Em 16 de junho de 2026 a pesquisadora de segurança BobDaHacker revelou que qualquer pessoa podia se cadastrar como agente de jogadores na plataforma oficial da FIFA e obter controle completo sobre as transmissões ao vivo da Copa do Mundo de 2026. O bug permitia pausar, iniciar ou encerrar feeds de câmera, acessar chaves de transmissão RTMP e até sequestrar todas as câmeras simultaneamente para exibir conteúdo arbitrário. Se a verificação de autorização ocorresse apenas no lado do cliente e o servidor não repetisse essa checagem, então qualquer conta criada via cadastro público ganharia poderes de broadcaster sem restrições adicionais. Caso contrário, se houvesse validação no backend, o acesso seria negado desde o primeiro pedido à API. A FIFA corrigiu a vulnerabilidade horas depois do relato, mas não emitiu comunicado oficial nem respondeu aos pedidos de comentário.

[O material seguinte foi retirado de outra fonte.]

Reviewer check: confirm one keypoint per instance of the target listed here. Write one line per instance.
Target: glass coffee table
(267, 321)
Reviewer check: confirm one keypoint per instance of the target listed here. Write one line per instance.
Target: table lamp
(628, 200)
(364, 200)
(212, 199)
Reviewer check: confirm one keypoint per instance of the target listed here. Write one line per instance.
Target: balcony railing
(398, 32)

Como o cadastro público abriu as portas do sistema interno

A pesquisadora completou o registro no portal agents.fifa.org usando apenas documento de identidade e confirmação por e-mail, o que gerou automaticamente uma conta no tenant Microsoft Entra da entidade. Depois de logada, ela conseguiu acessar o Football Data Platform, painel que listava todas as partidas do Mundial com URLs de ingestão RTMP e chaves de stream expostas. Se o sistema tivesse aplicado checagem de autorização no servidor logo no primeiro endpoint, então o acesso ao fdp.fifa.org seria bloqueado antes de exibir qualquer dado sensível. Senão, a verificação apenas visual no navegador permitia que o usuário prosseguisse e explorasse os controles de transmissão. O mesmo login também concedeu entrada ao Sistema de Informação para Comentaristas, onde era possível editar notas e dados exibidos durante os jogos.

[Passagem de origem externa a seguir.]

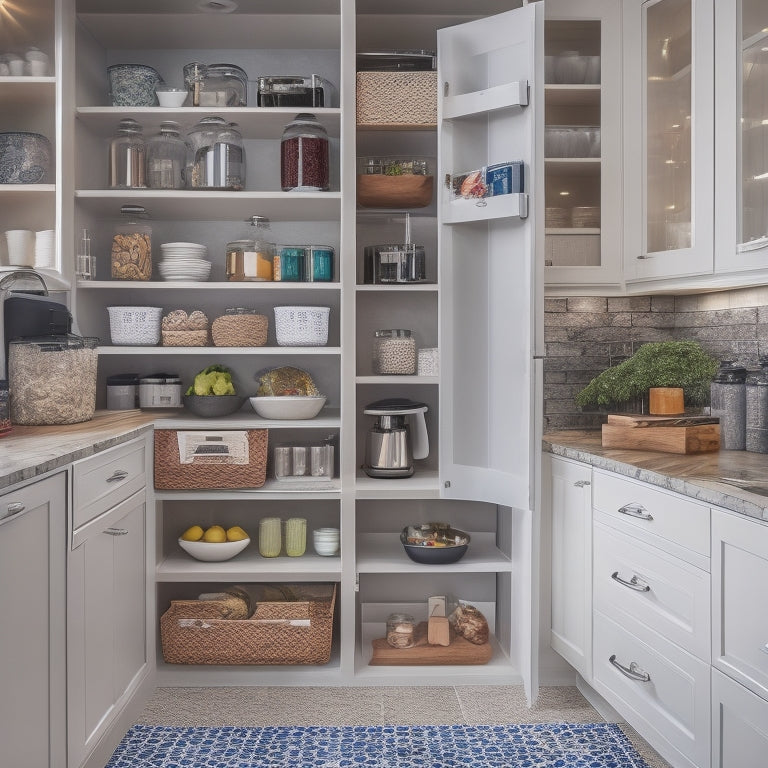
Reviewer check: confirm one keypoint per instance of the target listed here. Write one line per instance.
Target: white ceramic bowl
(213, 552)
(288, 406)
(171, 97)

O que exatamente um atacante conseguiria fazer com o painel

Uma vez dentro do painel, o usuário tinha botões para iniciar, pausar ou encerrar os cinco ângulos de câmera disponíveis por partida e podia visualizar ou copiar as chaves de transmissão que alimentavam TVs e telas dos comentaristas. Se um invasor decidisse usar esse poder de forma maliciosa, então ele poderia substituir toda a transmissão por um vídeo de pegadinha ou até mesmo um rickroll global durante a Copa. Senão, se o objetivo fosse apenas espionagem, ele teria acesso em tempo real a estatísticas de jogo e informações internas que normalmente ficam restritas às emissoras credenciadas. A descoberta aconteceu durante uma partida ao vivo, o que aumentou o risco porque qualquer alteração seria transmitida imediatamente para milhões de espectadores.

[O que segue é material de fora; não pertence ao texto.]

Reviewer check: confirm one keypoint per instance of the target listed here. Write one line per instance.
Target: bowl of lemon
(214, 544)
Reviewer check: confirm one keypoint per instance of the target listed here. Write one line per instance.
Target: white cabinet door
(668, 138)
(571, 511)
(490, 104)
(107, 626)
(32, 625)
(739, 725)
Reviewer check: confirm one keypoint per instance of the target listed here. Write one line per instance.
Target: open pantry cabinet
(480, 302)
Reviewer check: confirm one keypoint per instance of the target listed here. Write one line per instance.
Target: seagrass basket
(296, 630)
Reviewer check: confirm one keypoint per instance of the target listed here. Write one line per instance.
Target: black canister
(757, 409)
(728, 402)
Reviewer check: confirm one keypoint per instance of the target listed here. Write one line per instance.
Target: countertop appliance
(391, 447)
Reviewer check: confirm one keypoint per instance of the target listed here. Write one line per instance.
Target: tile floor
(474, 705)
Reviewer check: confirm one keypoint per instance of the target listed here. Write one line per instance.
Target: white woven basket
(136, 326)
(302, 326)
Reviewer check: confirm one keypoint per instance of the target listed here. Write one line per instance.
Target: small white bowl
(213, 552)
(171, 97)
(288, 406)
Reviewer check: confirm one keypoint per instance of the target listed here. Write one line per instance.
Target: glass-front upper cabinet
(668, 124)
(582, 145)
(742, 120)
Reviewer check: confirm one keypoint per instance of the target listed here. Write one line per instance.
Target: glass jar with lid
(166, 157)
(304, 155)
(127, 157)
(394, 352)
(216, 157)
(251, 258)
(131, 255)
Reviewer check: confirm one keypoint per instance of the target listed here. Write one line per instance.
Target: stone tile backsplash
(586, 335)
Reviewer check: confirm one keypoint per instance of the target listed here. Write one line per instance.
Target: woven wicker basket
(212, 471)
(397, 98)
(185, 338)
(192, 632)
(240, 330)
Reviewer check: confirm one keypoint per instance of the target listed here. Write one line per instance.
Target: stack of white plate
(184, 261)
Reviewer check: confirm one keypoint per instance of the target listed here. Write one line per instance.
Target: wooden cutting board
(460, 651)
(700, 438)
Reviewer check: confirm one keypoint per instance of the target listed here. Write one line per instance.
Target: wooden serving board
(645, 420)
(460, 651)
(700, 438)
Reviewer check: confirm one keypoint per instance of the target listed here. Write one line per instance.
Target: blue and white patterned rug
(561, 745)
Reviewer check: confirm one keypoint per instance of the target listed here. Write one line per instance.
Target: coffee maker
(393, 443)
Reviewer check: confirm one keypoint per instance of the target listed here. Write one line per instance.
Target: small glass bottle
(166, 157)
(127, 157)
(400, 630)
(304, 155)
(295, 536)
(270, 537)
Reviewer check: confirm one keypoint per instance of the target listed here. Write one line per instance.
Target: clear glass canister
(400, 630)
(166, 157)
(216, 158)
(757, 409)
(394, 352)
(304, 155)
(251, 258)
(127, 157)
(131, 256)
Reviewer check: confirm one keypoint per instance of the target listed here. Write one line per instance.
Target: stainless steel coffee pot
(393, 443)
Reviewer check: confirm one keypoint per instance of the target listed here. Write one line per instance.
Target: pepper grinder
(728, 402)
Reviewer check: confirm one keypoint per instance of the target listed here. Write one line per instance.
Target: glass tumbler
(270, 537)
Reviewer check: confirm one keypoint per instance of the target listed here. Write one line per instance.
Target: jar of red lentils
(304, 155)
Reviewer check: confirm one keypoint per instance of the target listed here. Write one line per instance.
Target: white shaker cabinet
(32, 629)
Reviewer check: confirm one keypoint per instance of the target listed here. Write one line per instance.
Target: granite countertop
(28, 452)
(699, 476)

Por que a checagem só no navegador não bastava

Todo o conjunto de plataformas internas da FIFA utilizava o mesmo tenant Microsoft Entra criado no momento do cadastro de agente, porém a autorização era validada exclusivamente no código JavaScript executado no navegador do usuário. Se o servidor tivesse repetido a verificação de permissões em cada chamada à API, então o backend rejeitaria pedidos vindos de contas sem credenciais de broadcaster mesmo que o frontend permitisse a interface. Senão, bastava burlar ou ignorar a checagem client-side para obter acesso irrestrito. A pesquisadora relatou o problema para a empresa MediaKind, para a CISA e para o FBI, e a correção foi aplicada na manhã seguinte sem que a FIFA reconhecesse publicamente a existência da falha.

Caixa de Ferramentas: o que aprendemos e o que fazer agora

Empresas que gerenciam eventos de grande visibilidade devem implementar validação de autorização tanto no cliente quanto no servidor, porque confiar apenas na camada visual deixa o sistema exposto a qualquer usuário que complete um cadastro público. Pesquisadores de segurança que encontram brechas semelhantes devem documentar cada passo, registrar data e hora do acesso e notificar órgãos competentes como CISA e FBI para garantir que a correção ocorra de forma rastreável. Usuários comuns podem acompanhar comunicados oficiais da FIFA e de outras entidades esportivas para confirmar que atualizações de segurança foram aplicadas em sistemas de transmissão. Se você administra plataformas que usam APIs semelhantes, revise se todas as chamadas passam por checagem server-side antes de exibir controles sensíveis. A transparência após incidentes como este aumenta a confiança do público e reduz o tempo entre descoberta e correção de vulnerabilidades críticas.